Gustavo De
la Rosa.
Las verdaderas razones por las que
Meade y Anaya no deben llegar a la Presidencia son profundas e insuperables;
ambos representan un verdadero peligro.
Meade demostró que es un tecnócrata
frío e inhumano, congruente con su visión de servicio público para las finanzas
internacionales;
mientras que Anaya tiene en su práctica
personal y de negocios una visión maquilera Foxiana de vendedor de mano de obra
semiesclava.
Ambos tienen una visión de Estado que
coincide con la descripción del Estado capitalista de Marx, son simplemente
“administradores de los intereses más generales de la clase burguesa”. Según esta definición, el Estado
debe fortalecer a las empresas para que estás generen la riqueza que a su vez
se distribuye por la mano invisible del mercado, mejorando el nivel de vida de
la nación.
La única diferencia entre ambos es
que Meade representa a los núcleos financieros internacionales, y Anaya es la
voz de los empresarios con mentalidad de viuda que habitan México.
Meade demostró que es capaz de tomar
las grandes decisiones sin que le tiemble la mano, muera quien muera sólo le
importan los impactos a la macroeconomía.

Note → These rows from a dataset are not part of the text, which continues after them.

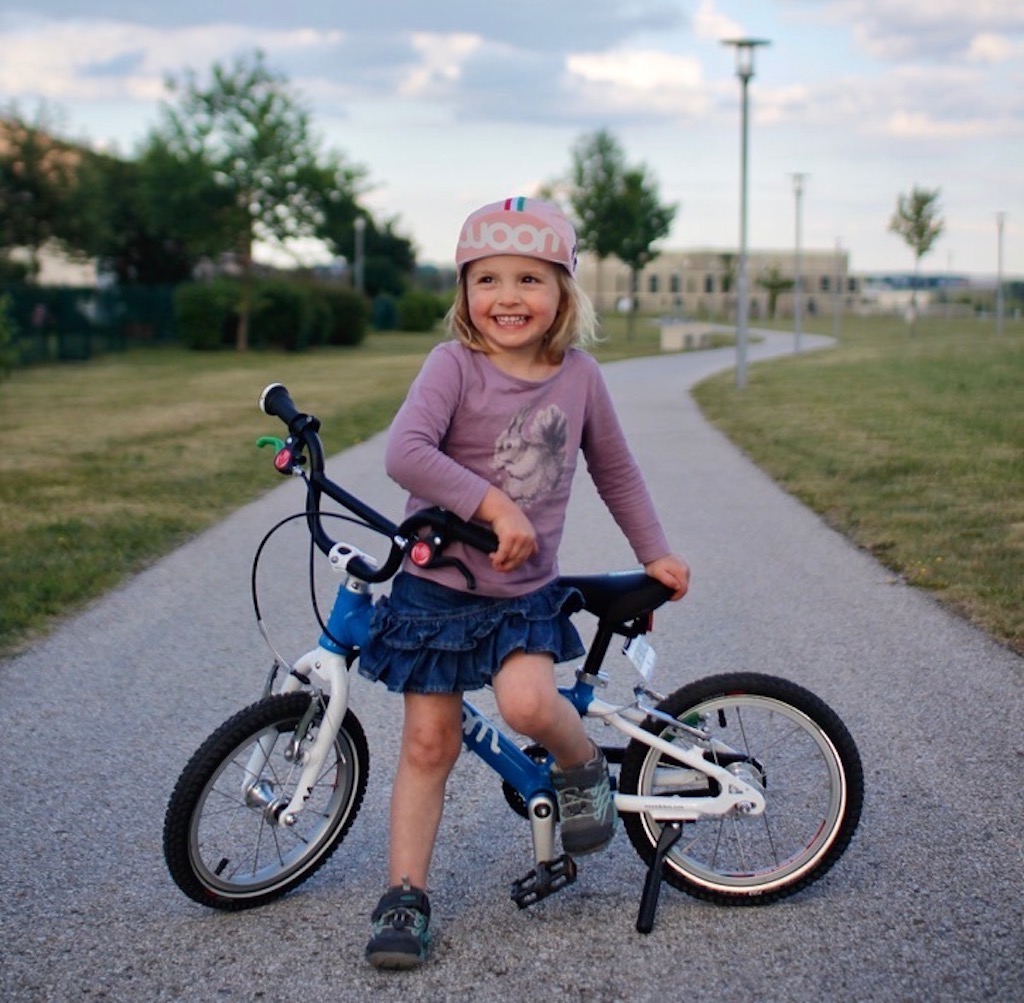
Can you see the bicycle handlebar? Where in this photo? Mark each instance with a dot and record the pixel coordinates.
(426, 551)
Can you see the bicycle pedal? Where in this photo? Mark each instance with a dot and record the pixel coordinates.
(547, 878)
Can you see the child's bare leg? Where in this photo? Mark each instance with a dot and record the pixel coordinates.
(431, 739)
(530, 704)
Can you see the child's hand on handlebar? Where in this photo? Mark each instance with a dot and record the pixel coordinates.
(516, 537)
(672, 572)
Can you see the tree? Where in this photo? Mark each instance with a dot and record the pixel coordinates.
(594, 185)
(916, 219)
(254, 170)
(774, 284)
(641, 220)
(615, 206)
(37, 176)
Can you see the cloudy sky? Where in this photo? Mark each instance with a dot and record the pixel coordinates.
(450, 103)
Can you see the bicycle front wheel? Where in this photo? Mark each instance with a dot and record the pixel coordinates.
(777, 736)
(222, 842)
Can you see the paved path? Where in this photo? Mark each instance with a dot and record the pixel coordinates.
(98, 719)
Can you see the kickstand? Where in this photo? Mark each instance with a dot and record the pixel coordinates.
(652, 884)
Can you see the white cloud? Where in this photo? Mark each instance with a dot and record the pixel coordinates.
(442, 59)
(644, 73)
(928, 30)
(990, 48)
(711, 25)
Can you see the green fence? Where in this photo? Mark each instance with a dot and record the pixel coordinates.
(57, 323)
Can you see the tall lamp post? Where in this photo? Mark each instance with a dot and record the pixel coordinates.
(744, 70)
(798, 284)
(360, 230)
(1000, 218)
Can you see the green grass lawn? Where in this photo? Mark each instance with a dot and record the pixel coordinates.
(912, 447)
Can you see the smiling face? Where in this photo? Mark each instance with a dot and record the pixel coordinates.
(513, 302)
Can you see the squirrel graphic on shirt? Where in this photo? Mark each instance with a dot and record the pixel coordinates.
(530, 453)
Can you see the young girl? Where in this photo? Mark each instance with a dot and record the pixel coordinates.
(492, 430)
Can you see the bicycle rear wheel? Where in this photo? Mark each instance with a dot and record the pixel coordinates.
(222, 843)
(778, 736)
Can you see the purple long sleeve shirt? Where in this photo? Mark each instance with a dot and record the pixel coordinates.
(466, 425)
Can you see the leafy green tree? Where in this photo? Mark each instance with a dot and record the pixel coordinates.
(774, 283)
(916, 219)
(112, 199)
(37, 175)
(616, 207)
(253, 171)
(593, 184)
(640, 219)
(389, 258)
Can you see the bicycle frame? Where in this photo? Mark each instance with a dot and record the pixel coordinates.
(347, 629)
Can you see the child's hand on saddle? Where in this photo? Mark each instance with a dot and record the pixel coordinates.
(672, 572)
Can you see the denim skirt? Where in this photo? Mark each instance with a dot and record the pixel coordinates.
(426, 637)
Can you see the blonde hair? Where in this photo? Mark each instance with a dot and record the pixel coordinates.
(574, 325)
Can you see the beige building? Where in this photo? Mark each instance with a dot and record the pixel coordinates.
(701, 283)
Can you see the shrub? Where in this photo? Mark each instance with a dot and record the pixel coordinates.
(206, 314)
(418, 310)
(282, 315)
(384, 316)
(349, 316)
(8, 333)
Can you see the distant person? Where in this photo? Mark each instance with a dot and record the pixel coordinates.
(492, 430)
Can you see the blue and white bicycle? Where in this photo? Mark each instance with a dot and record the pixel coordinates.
(739, 788)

Su decisión más grave y costosa fue
decidir qué hacer con la riqueza petrolera y dirigir los ingresos
extraordinarios derivados del petróleo a un subsidio para las empresas
transnacionales y los ricos mexicanos, decidió además que los ingresos regulares se utilizarían
para mantener los egresos del Estado, hasta el 40 por ciento del presupuesto
correspondiente.
Ese 40 por ciento es un subsidio a
favor de los que deben pagar impuestos, está dirigido a los mexicanos con
utilidades y se tradujo en el empobrecimiento estructural del país y el
enriquecimiento escandaloso de las familias de la élite mexicana. ES
LO MISMO REPARTIR DINERO EN EFECTIVO A UN GRUPO SOCIAL QUE NO COBRARLE LO QUE
DEBEN PAGAR.
México es
uno de los países en el mundo que recauda menos porcentaje del PIB para el
gasto público y donde, según publicaciones hechas por diversas fuentes, las grandes empresas pagan menos del 10 por
ciento de impuestos en términos reales.
Ricardo
Anaya, por su parte, ha demostrado con
su práctica empresarial que, de todas las oportunidades de negocios que ofrece
este país, la buena es construir naves industriales para rentarse o venderse a
las empresas extranjeras, ofrecerles mano de obra a menos de un dólar la hora y
pagar rentas elevadas a los dueños de las naves industriales para que se
enriquezcan como las viudas del Porfiriato.
Ese tipo de inversiones, la práctica
habitual de negocios de Anaya es una confesión pública de que el negocio en
México está el rentar a los extranjeros la mano de obra de los mexicanos para
que les paguen salarios miserables y a su vez den grandes mensualidades por el
uso de la nave industrial.
Por eso,
porque los dos tienen un pasado que ha postrado a México en la peor de las
crisis estructurales en la historia desde Benito Juárez, elegir a cualquiera de ellos significa condenar a la patria a seguir
siendo la trabajadora doméstica de los socios del Tratado de Libre Comercio.